What is required? The ability to scale distributed transactions across two to hundreds of nodes and then to disk and databases.   This is no trivial feat.  In fact, the complexity of first making it work is challenging enough.  How will performance be?  We all know 2PC and XA will not scale on performance in this architecture and in fact degrades.  Sure you can throw lots of hardware at the problem but it becomes very expensive to run and more expensive to maintain.  Which brings me to the next level of complexity.  What happens when a node goes down or a database goes down?  How do you dynamically reallocate resources and not lose transactions in the process?   What if your site goes down due to some catastrophic event?
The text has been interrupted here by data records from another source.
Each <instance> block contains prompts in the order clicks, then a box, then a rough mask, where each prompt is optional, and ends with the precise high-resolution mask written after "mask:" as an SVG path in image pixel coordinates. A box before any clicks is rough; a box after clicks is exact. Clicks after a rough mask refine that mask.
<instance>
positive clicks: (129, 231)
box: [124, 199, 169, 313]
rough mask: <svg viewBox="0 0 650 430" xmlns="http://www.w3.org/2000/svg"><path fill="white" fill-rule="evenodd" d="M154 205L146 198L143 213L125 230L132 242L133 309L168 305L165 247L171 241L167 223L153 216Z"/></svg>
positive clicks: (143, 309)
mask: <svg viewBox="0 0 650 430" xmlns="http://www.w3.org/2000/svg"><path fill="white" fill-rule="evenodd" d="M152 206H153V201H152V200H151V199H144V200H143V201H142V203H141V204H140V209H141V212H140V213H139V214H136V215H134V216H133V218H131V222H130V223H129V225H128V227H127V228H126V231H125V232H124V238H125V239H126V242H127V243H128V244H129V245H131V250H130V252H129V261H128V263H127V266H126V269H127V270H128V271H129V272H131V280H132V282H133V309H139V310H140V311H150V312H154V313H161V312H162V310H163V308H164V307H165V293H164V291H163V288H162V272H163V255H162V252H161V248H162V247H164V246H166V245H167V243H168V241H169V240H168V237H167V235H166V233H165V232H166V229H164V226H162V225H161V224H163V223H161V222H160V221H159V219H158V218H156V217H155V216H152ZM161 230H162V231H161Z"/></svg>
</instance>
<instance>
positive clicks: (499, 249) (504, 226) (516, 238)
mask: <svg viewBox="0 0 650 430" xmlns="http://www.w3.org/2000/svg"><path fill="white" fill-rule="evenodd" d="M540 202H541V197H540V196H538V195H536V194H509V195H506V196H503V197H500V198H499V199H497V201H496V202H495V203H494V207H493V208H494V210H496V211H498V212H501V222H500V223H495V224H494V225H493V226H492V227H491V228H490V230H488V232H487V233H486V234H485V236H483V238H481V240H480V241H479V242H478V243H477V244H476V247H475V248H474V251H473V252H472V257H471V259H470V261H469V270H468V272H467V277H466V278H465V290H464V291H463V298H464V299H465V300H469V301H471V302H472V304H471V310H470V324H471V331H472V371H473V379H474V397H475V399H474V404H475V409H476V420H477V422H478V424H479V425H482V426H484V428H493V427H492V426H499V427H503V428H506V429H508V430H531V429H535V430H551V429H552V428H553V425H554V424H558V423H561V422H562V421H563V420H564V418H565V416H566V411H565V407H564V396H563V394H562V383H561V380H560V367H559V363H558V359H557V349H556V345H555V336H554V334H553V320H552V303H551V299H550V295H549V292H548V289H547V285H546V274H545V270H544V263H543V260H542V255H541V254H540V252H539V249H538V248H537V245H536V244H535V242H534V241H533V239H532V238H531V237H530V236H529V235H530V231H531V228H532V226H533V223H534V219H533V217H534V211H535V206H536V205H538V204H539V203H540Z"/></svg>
How does one handle uptime in worse case scenarios?  As they say the devil is in the details.

Then the question is who can address this complex problem getting performance and scale across let’s say 10 to 100’s of nodes?  It is not a big community of developers.  If it were there would have been an open source initiative already in place? Some developers will try to write it themselves yet is that really the best thing for the business or would an out of the box solution be better?   Businesses have to be aware of risk of a one off solution that requires constant attention and maintenance. And putting too many developers on this may create less than an ideal environment to solve the problem.  It takes dedication of a few very knowledgeable developers with tenacity, resilience, and time such as a few years to work through the use cases and edge cases.  No trivial matter here yet very important work.

Solving this problem for in-memory data grids allows any mission critical application to move to higher performance and scale at extreme affordability.  The cost of the business transaction could be a fraction of what it is today! With a few bright people it will and can happen.  This single-minded focus and effort on transaction management will bring costs down dramatically as well as flexibility for one business.   It will also open the in-memory market from several hundred million today to billions in a few years.   And with it Big Data will be redefined as well.